Personnellement, je pense que la pensée de l’Anarchisme historique n’est pas périmée. Si l’on considère la globalisation, la situation économique ou écologique et qu’on les confronte aux arguments et aux stratégies anarchistes, il y a une leçon à tirer, quand même.

Vous voulez dire que les anarchistes ont une réponse à tout cela ?

Je ne sais pas s’ils ont une réponse mais en tout cas, ils proposent une attitude. Vous aussi, en France, vous êtes à un moment où vous entendez des voix qui appellent à l’indignation, à une reprise de l’engagement. Ce sont des voix qui viennent de vieillards, comme Stéphane Hessel, qui se rappellent l’Occupation allemande pour dire : « Nous sommes dans un état d’urgence ! Jeunes, indignez-vous, engagez-vous, révoltez-vous ! Ne permettez pas ce qui est en train de se produire sous nos yeux ! »

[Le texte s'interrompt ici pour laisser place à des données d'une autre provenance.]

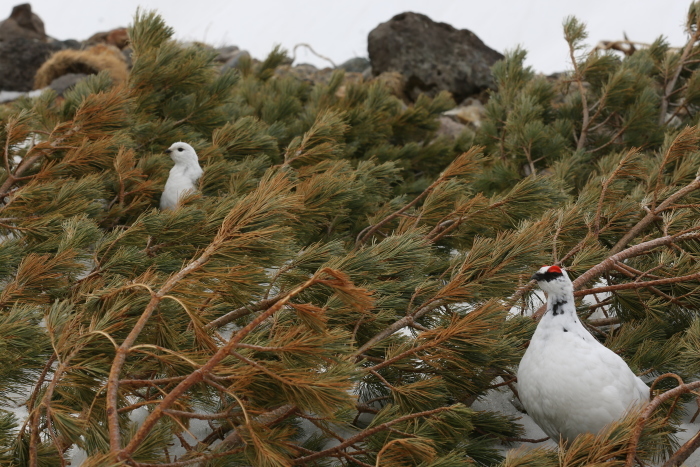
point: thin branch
(684, 452)
(199, 374)
(652, 215)
(636, 285)
(242, 311)
(364, 434)
(398, 324)
(611, 261)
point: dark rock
(19, 61)
(118, 37)
(22, 23)
(431, 56)
(357, 65)
(71, 44)
(449, 128)
(65, 82)
(128, 52)
(226, 53)
(235, 58)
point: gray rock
(71, 44)
(226, 53)
(357, 65)
(432, 56)
(65, 82)
(235, 59)
(22, 23)
(449, 127)
(20, 58)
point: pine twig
(364, 434)
(609, 263)
(636, 285)
(648, 411)
(203, 371)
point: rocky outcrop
(91, 61)
(22, 23)
(431, 56)
(20, 58)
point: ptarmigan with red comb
(569, 382)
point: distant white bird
(183, 176)
(569, 382)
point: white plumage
(569, 382)
(183, 176)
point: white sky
(339, 29)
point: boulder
(355, 65)
(118, 37)
(234, 59)
(22, 23)
(20, 58)
(65, 82)
(432, 56)
(90, 61)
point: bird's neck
(561, 306)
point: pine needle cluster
(346, 283)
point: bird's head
(552, 279)
(182, 153)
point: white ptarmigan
(183, 176)
(568, 382)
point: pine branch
(611, 261)
(672, 83)
(647, 413)
(199, 374)
(365, 433)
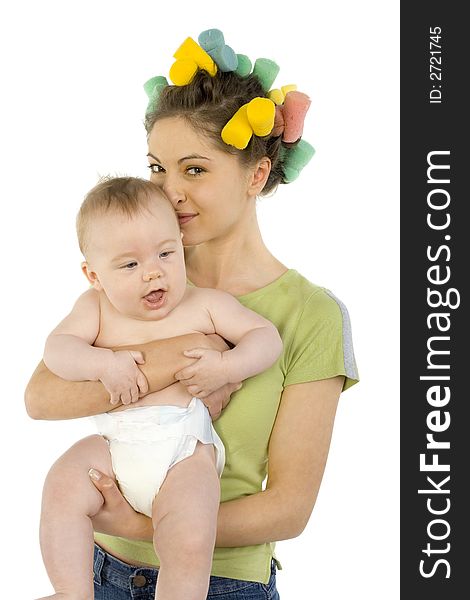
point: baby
(167, 458)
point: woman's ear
(260, 176)
(91, 276)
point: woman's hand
(218, 400)
(116, 516)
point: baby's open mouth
(155, 299)
(154, 296)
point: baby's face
(139, 262)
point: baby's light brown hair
(122, 195)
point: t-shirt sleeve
(321, 346)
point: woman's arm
(298, 451)
(297, 455)
(50, 397)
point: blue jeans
(116, 580)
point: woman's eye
(155, 168)
(194, 170)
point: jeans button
(139, 580)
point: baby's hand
(206, 375)
(122, 378)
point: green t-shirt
(316, 334)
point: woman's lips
(185, 217)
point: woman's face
(208, 188)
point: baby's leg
(66, 533)
(185, 522)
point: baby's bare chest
(119, 330)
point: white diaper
(147, 441)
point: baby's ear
(91, 276)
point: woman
(279, 423)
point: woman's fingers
(107, 487)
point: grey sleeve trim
(348, 350)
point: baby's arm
(257, 346)
(69, 353)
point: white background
(72, 109)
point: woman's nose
(174, 191)
(152, 275)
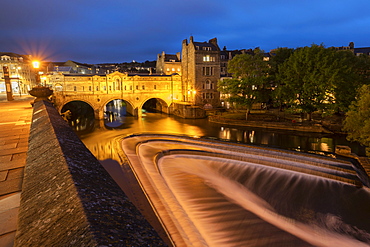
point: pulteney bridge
(134, 90)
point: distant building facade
(20, 71)
(168, 64)
(201, 70)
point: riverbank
(281, 121)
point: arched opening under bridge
(80, 115)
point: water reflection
(101, 139)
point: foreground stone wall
(68, 198)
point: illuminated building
(20, 71)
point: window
(208, 85)
(208, 58)
(208, 71)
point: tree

Dans cette attitude critique d’engagement social, de résistance face à certaines mesures qui sont prises par les gouvernements, par les instances internationales, par le grand capital, l’anarchisme, actualisée aux conditions actuelles, est une réponse.

Est-ce que c’est pour autant une solution constructive ?

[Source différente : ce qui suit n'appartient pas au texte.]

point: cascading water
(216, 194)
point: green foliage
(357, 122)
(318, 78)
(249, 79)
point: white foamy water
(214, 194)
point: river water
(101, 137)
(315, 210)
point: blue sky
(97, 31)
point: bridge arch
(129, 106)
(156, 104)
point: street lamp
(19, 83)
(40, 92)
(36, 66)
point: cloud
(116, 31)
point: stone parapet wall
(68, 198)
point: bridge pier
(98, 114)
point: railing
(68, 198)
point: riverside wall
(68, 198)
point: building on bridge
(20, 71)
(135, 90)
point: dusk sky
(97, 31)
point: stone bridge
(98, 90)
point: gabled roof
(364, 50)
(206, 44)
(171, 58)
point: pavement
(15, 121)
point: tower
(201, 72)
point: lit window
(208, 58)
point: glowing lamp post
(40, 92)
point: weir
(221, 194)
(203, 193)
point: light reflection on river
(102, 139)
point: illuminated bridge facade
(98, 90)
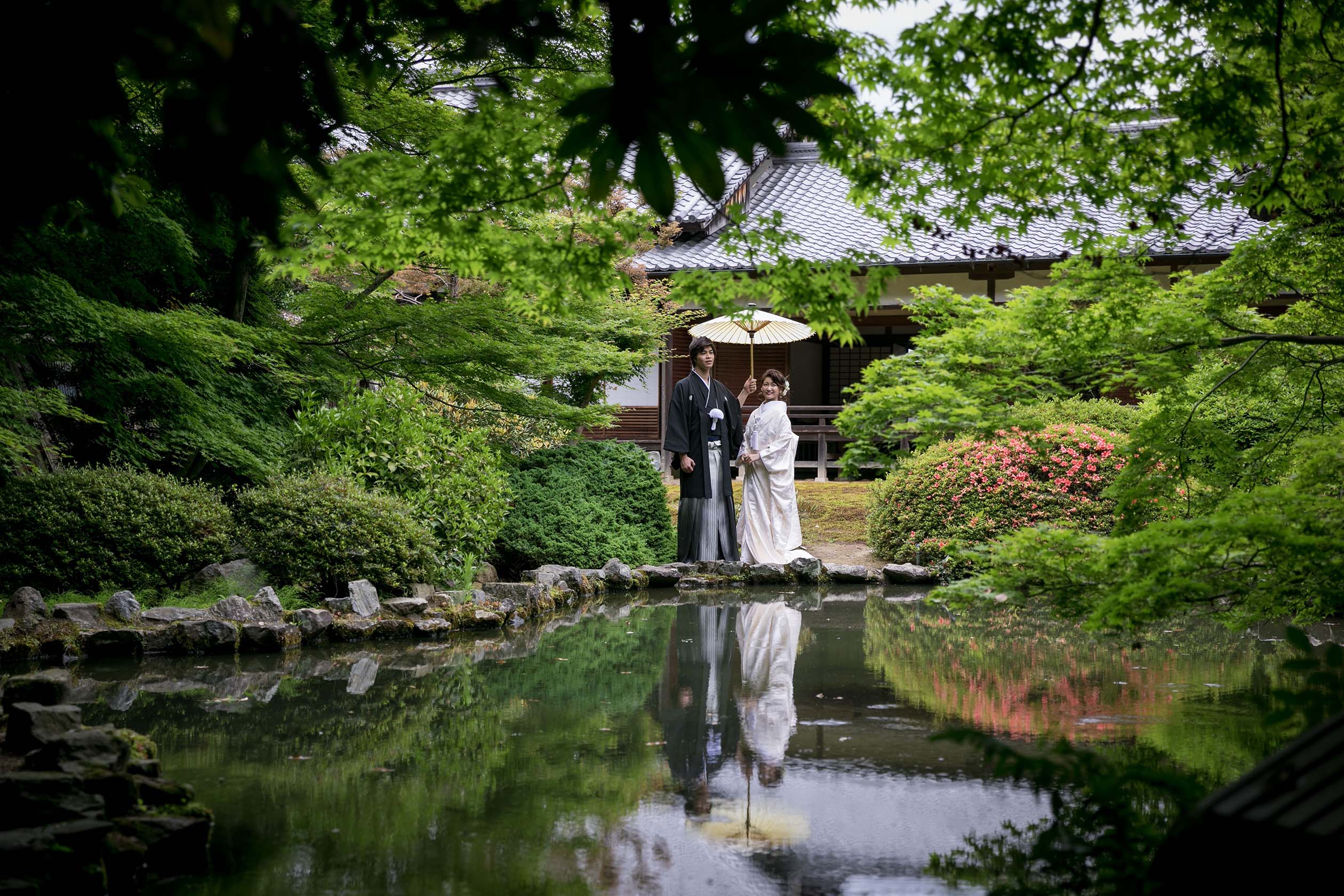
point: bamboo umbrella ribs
(751, 327)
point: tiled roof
(693, 209)
(813, 199)
(461, 94)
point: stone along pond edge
(85, 809)
(260, 625)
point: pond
(746, 747)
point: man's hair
(698, 346)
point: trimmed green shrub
(393, 441)
(1105, 413)
(108, 527)
(585, 503)
(970, 491)
(319, 532)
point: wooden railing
(816, 423)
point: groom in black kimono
(705, 433)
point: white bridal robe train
(768, 529)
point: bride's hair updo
(779, 379)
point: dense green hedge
(1105, 413)
(585, 503)
(973, 490)
(94, 527)
(393, 441)
(319, 532)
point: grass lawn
(827, 511)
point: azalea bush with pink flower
(973, 490)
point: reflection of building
(699, 724)
(812, 199)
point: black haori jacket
(689, 421)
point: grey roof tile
(813, 201)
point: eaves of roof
(813, 202)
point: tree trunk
(239, 277)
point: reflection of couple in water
(694, 698)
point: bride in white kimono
(768, 529)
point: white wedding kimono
(768, 529)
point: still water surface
(748, 747)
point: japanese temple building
(812, 199)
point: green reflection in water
(516, 763)
(1191, 691)
(446, 775)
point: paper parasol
(753, 327)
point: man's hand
(748, 390)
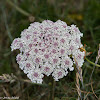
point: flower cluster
(48, 48)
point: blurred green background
(84, 13)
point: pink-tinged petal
(47, 69)
(35, 74)
(59, 74)
(27, 37)
(71, 47)
(62, 51)
(55, 61)
(28, 65)
(37, 60)
(55, 44)
(62, 40)
(21, 44)
(67, 62)
(46, 56)
(30, 45)
(53, 51)
(36, 50)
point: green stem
(18, 9)
(92, 62)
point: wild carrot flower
(48, 48)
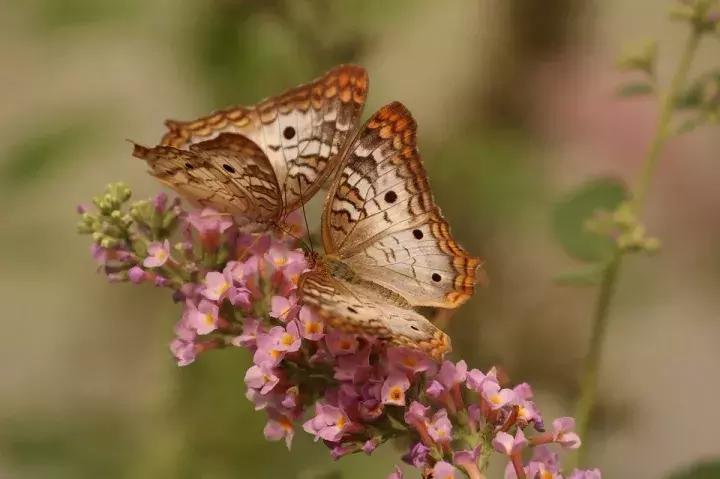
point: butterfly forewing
(380, 217)
(356, 308)
(300, 131)
(229, 173)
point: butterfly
(262, 162)
(387, 246)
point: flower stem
(663, 129)
(593, 358)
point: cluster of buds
(704, 15)
(350, 391)
(623, 226)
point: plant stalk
(593, 358)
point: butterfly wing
(380, 217)
(357, 309)
(301, 130)
(229, 173)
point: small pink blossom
(136, 275)
(340, 343)
(443, 470)
(158, 254)
(440, 427)
(262, 377)
(248, 338)
(209, 221)
(216, 286)
(393, 389)
(476, 379)
(563, 435)
(410, 360)
(496, 397)
(204, 317)
(279, 427)
(311, 327)
(282, 309)
(329, 423)
(504, 443)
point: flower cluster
(352, 392)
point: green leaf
(690, 98)
(570, 216)
(635, 89)
(708, 469)
(689, 125)
(52, 15)
(39, 155)
(586, 276)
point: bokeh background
(516, 107)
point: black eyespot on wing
(390, 196)
(289, 132)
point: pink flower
(267, 349)
(476, 379)
(562, 433)
(279, 427)
(216, 286)
(443, 470)
(261, 377)
(281, 339)
(329, 423)
(393, 389)
(497, 398)
(410, 360)
(440, 427)
(234, 272)
(587, 474)
(251, 328)
(282, 309)
(240, 297)
(183, 350)
(282, 257)
(209, 221)
(340, 343)
(504, 443)
(136, 275)
(310, 325)
(451, 374)
(353, 367)
(204, 317)
(416, 413)
(158, 254)
(396, 475)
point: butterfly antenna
(307, 226)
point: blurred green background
(515, 104)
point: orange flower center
(312, 328)
(396, 393)
(287, 339)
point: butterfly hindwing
(300, 131)
(229, 173)
(380, 217)
(356, 308)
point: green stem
(593, 358)
(663, 129)
(588, 388)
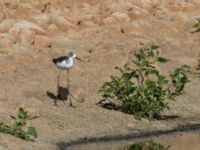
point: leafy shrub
(144, 91)
(18, 128)
(146, 145)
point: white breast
(65, 64)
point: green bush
(146, 145)
(144, 91)
(18, 128)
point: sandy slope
(104, 32)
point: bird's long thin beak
(79, 59)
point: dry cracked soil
(103, 33)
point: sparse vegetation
(144, 91)
(146, 145)
(19, 128)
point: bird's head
(72, 55)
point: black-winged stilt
(65, 63)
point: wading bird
(65, 63)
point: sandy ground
(104, 33)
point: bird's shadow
(62, 94)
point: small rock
(61, 22)
(6, 24)
(24, 24)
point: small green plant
(146, 145)
(144, 91)
(18, 128)
(197, 26)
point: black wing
(59, 59)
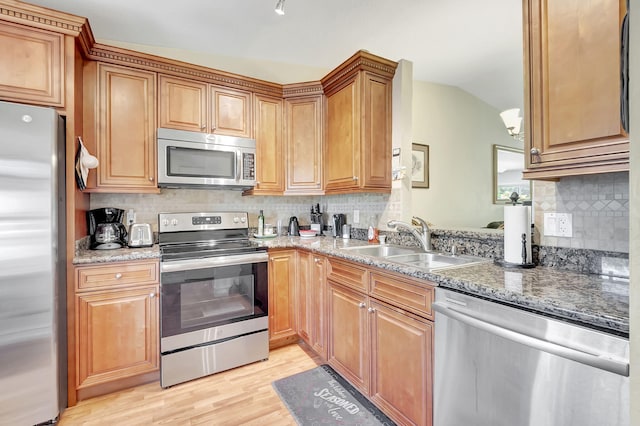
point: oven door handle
(213, 262)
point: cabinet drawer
(116, 275)
(346, 273)
(404, 293)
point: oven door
(201, 297)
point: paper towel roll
(517, 221)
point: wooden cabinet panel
(269, 146)
(35, 72)
(572, 73)
(282, 275)
(311, 301)
(117, 334)
(342, 147)
(348, 350)
(347, 273)
(304, 145)
(401, 351)
(121, 119)
(230, 112)
(402, 292)
(110, 276)
(182, 104)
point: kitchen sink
(382, 250)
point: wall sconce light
(512, 121)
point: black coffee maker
(106, 230)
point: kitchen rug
(322, 397)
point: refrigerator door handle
(600, 361)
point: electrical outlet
(564, 225)
(558, 225)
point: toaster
(140, 235)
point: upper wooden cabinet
(120, 127)
(357, 149)
(33, 65)
(573, 88)
(303, 139)
(202, 107)
(269, 146)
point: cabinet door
(183, 104)
(304, 297)
(125, 129)
(282, 274)
(572, 72)
(35, 72)
(342, 144)
(348, 349)
(269, 146)
(401, 364)
(304, 145)
(376, 133)
(318, 301)
(230, 112)
(117, 334)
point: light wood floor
(242, 396)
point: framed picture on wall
(419, 166)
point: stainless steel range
(214, 295)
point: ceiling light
(512, 121)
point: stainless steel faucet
(424, 235)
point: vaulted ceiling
(475, 45)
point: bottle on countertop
(261, 224)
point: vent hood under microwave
(200, 160)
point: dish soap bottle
(261, 224)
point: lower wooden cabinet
(311, 301)
(381, 339)
(117, 327)
(282, 318)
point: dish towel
(84, 162)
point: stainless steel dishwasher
(498, 365)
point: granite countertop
(592, 300)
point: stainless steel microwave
(200, 160)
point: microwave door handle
(238, 164)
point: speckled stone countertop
(592, 300)
(84, 255)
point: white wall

Ne faisons pas de confusion terminologique : L’anarchie n’est pas le chaos ! Si vous fréquentez et si vous connaissez les milieux anarchistes, vous verrez qu’il n’y a rien de plus discipliné, ni de plus responsable. J’ai passé mes étés en France avec les copains de mon père. Ce n’étaient des je-m’en-foutistes pour qui tout est permis. Au contraire, il y a une très forte conscience de la responsabilité.

Ce qui est incontestable, c’est que, pour donner un projet à sept milliards d’individus vivants sur la terre, le modèle actuel ne fonctionne pas. Il faut chercher d’autres formules. Même à l’intérieur du système, on nous dit que si nous continuons de cette façon, la situation sera insoutenable. Il y a une très forte inertie qui nous empêche d’avancer dans cette voie.

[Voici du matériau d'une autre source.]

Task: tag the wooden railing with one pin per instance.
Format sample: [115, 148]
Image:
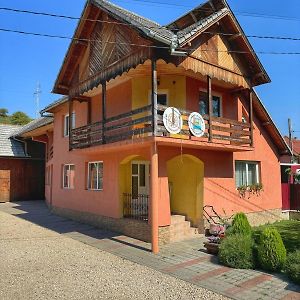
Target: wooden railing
[138, 123]
[135, 207]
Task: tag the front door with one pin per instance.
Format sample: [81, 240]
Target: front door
[4, 185]
[139, 178]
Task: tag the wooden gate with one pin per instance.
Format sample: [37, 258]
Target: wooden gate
[4, 185]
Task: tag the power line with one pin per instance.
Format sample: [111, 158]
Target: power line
[149, 27]
[141, 45]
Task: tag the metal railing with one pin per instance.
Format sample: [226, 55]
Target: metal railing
[135, 207]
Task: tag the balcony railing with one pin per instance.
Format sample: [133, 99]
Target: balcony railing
[138, 123]
[135, 207]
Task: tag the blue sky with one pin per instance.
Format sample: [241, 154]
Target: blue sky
[25, 60]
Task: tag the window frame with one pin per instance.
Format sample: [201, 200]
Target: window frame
[257, 171]
[88, 173]
[69, 187]
[66, 124]
[214, 94]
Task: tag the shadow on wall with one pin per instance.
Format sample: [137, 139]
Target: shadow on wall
[185, 176]
[227, 195]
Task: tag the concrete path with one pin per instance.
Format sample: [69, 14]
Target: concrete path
[183, 260]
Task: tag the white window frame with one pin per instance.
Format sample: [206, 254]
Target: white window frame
[68, 187]
[88, 177]
[216, 94]
[257, 170]
[66, 124]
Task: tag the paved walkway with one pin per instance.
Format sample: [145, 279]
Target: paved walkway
[185, 260]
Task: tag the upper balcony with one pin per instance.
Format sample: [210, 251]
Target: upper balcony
[141, 123]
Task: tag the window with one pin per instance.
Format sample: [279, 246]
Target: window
[203, 104]
[246, 173]
[66, 124]
[68, 176]
[95, 175]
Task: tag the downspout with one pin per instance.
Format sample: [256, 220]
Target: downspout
[24, 142]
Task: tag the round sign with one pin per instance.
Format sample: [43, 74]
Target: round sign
[196, 124]
[172, 120]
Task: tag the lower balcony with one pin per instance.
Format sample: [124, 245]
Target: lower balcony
[140, 124]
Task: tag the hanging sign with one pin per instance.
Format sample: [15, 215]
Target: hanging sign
[172, 120]
[196, 124]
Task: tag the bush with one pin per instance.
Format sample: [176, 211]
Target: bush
[271, 251]
[236, 251]
[292, 266]
[240, 225]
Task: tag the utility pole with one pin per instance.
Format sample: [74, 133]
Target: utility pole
[37, 94]
[290, 137]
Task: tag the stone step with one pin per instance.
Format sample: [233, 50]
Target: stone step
[177, 219]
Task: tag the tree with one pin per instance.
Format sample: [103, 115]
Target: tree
[3, 112]
[19, 118]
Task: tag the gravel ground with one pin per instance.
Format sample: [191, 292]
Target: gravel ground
[37, 263]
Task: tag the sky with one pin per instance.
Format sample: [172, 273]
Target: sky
[26, 60]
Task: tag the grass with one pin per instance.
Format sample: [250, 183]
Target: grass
[289, 231]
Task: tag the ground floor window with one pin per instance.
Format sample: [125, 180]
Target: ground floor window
[246, 173]
[95, 175]
[68, 176]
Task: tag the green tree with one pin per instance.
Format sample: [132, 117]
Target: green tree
[19, 118]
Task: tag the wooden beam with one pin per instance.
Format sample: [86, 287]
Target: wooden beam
[210, 108]
[251, 115]
[154, 95]
[103, 110]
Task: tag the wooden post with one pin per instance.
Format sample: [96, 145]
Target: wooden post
[251, 116]
[154, 199]
[103, 110]
[89, 111]
[210, 108]
[70, 122]
[154, 95]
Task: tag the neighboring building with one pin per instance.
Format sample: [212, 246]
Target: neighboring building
[121, 161]
[22, 166]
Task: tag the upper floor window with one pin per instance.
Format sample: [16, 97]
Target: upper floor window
[66, 123]
[68, 176]
[246, 173]
[95, 175]
[203, 104]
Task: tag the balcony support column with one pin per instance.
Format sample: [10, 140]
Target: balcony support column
[70, 102]
[251, 116]
[154, 199]
[103, 110]
[210, 108]
[154, 95]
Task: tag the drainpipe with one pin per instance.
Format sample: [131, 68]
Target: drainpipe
[22, 141]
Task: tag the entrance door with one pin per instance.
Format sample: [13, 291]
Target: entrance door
[139, 178]
[4, 185]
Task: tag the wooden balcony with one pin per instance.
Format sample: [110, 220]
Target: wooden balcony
[139, 124]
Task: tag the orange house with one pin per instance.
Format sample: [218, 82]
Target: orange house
[158, 122]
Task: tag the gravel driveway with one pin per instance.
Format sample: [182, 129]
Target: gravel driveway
[37, 263]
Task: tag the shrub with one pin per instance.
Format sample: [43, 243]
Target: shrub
[240, 225]
[271, 251]
[236, 251]
[292, 266]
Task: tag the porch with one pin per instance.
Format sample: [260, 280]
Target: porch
[140, 123]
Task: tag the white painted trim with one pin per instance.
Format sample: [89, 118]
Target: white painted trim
[88, 177]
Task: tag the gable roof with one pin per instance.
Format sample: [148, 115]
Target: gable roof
[33, 125]
[171, 36]
[8, 145]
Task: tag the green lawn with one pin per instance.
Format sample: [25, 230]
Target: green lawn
[289, 231]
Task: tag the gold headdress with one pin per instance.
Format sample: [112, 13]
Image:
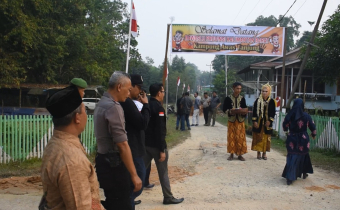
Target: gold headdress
[260, 101]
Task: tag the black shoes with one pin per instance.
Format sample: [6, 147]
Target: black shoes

Alors, il n’y a pas un catéchisme anarchiste à appliquer. Il y a un esprit qui peut servir à transformer notre mode de pensée. On ne peut pas continuer à entretenir une société du gaspillage comme celle que nous avions jusque là. Il faut prendre conscience qu’il faut récupérer, que la consommation folle n’aboutit à rien, au contraire ! Il faut repenser notre monde. Dans cette reformulation des modèles, je crois que l’anarchisme a quelque chose à proposer.

Donc, au-delà du travail mémoriel, de l’hommage qui est rendu à votre père, il y a un message plus fondamental. C’est un message de désespérance ou d’espérance ?

C’est difficile de répondre. Je crois que c’est un message d’espérance. Le livre a pour titre « L’Art de voler. » Tout au long de cette histoire, mon père essaye de s’envoler, avec les ailes de l’idéologie, avec les ailes de l’amour, de la prospérité économique. Il entreprend beaucoup. À chaque fois, il essaie d’atteindre un idéal, à chaque fois, il se casse la gueule, il ne réussit pas. Mon travail a été d’incarner cette phrase que mon père ne cessait de répéter à la fin de sa vie et qui était tellement désespérée : « Tout cela, pour rien… »

Mais dans sa dernière tentative, celle du quatrième étage de sa résidence, il a réussi : il vole !, il vole dans l’imaginaire de mes lecteurs.

Finalement, sa vie qui a connu tant de réprobations, de condamnations, d’échecs commence à être sympathique pour les gens qui sont touchés par cette histoire qui leur est proche, dans laquelle ils peuvent s’identifier. Parce que, soit l’histoire de leur père ou de leur grand-père a été la même, soit parce qu’ils s’aperçoivent que , en dépit du décalage du temps, ils sont victimes du même conflit entre l’idéal et le réel.